EasyJet remains one of Europe’s largest low-cost airlines, with an extensive network across the United Kingdom and continental Europe. The company has invested heavily in fleet renewal, digital services, and package holidays while expanding its position in key European markets.

Private equity firms may also see value in acquiring aviation businesses during periods of weaker earnings, anticipating improved profitability once industry conditions stabilize.

The takeover interest comes as global airlines continue to face difficult operating conditions. The aviation sector has been affected by higher fuel prices following the conflict between the United States and Iran, which disrupted energy markets and increased operating costs for carriers worldwide.

Last month, the International Air Transport Association (IATA) warned that global airline profitability is expected to decline significantly this year as rising fuel expenses erode earnings.

Fuel is typically one of the highest operating costs for airlines, and sustained increases in oil prices can substantially reduce profit margins, particularly for low-cost carriers that compete aggressively on ticket prices.

However, EasyJet’s recent financial results underline the pressures facing the airline.
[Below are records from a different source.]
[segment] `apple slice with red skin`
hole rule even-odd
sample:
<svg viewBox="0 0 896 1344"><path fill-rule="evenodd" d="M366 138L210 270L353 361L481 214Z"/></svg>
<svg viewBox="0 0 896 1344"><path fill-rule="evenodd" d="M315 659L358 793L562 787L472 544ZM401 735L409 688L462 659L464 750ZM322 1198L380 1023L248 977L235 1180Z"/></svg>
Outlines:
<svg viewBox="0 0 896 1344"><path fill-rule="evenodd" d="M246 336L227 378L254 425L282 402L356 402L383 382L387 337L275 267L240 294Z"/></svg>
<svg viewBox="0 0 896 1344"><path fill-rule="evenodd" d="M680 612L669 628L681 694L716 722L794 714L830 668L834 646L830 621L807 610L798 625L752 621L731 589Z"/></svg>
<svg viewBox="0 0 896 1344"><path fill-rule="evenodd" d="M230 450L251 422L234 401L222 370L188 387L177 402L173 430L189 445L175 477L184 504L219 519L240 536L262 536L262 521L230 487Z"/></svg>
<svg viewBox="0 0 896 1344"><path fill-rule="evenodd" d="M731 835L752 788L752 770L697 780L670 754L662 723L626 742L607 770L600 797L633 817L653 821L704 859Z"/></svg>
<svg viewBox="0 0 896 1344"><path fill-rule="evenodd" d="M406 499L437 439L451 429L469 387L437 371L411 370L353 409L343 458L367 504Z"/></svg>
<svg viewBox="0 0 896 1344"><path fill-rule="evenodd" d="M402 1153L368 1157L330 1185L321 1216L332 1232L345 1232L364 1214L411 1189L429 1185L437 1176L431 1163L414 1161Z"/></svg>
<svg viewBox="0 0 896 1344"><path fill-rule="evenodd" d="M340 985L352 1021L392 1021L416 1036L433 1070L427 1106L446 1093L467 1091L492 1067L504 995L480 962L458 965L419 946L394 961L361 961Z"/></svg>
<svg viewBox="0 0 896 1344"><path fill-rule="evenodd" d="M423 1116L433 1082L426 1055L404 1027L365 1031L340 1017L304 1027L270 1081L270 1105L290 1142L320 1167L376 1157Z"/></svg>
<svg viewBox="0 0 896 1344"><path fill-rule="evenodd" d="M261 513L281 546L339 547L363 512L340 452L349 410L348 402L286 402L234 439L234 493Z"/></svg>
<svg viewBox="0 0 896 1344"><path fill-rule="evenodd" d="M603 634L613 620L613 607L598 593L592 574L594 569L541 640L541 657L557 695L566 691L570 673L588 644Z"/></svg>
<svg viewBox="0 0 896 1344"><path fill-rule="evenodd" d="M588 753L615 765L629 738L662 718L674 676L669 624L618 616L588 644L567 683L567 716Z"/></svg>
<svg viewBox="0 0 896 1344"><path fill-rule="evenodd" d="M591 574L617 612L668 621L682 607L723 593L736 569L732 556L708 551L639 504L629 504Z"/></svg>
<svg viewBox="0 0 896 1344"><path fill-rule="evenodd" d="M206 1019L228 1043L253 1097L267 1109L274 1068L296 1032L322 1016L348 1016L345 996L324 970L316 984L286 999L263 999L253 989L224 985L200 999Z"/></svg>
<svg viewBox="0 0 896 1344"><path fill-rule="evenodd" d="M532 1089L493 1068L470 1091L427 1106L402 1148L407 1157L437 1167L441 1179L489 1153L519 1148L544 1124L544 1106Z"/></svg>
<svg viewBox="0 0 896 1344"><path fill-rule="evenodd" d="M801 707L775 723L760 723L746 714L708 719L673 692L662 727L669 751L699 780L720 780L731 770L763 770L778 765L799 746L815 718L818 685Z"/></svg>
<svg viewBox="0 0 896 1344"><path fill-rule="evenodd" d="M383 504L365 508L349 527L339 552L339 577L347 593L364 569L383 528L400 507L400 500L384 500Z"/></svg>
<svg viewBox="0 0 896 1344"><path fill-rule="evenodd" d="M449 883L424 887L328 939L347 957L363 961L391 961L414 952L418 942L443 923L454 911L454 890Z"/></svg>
For the first half of its 2026 financial year, the airline reported a pre-tax loss of £552 million, compared with a £394 million loss during the corresponding period a year earlier.

Management attributed the deterioration partly to the impact of the conflict in the Middle East, saying higher fuel costs and reduced visibility regarding future bookings had affected trading conditions. Although airlines typically generate most of their profits during the peak summer travel season, increased operating costs and geopolitical uncertainty have made earnings forecasts more difficult across the industry.

Analysts Question Valuation

While Apollo’s proposal received a positive reaction from investors, some analysts questioned whether the financial assumptions underpinning the offer are achievable.

Bernstein analysts said an acquisition by Apollo could increase the likelihood that EasyJet continues executing its existing long-term growth strategy.

However, they cautioned that the valuation implies expectations for a significant improvement in profitability.

“In this case, a heroic cost restructuring and earnings inflection, far above what we currently forecast, would be required for the deal to make sense at this price,” Bernstein said in a research note.

That assessment suggests Apollo may be betting it can unlock value through operational improvements beyond what public market investors currently anticipate.

Attention now turns to whether Castlelake responds with an improved offer before the August 3 deadline. Under the UK’s takeover rules, competing bids often lead to higher valuations as rival acquirers seek to secure shareholder support.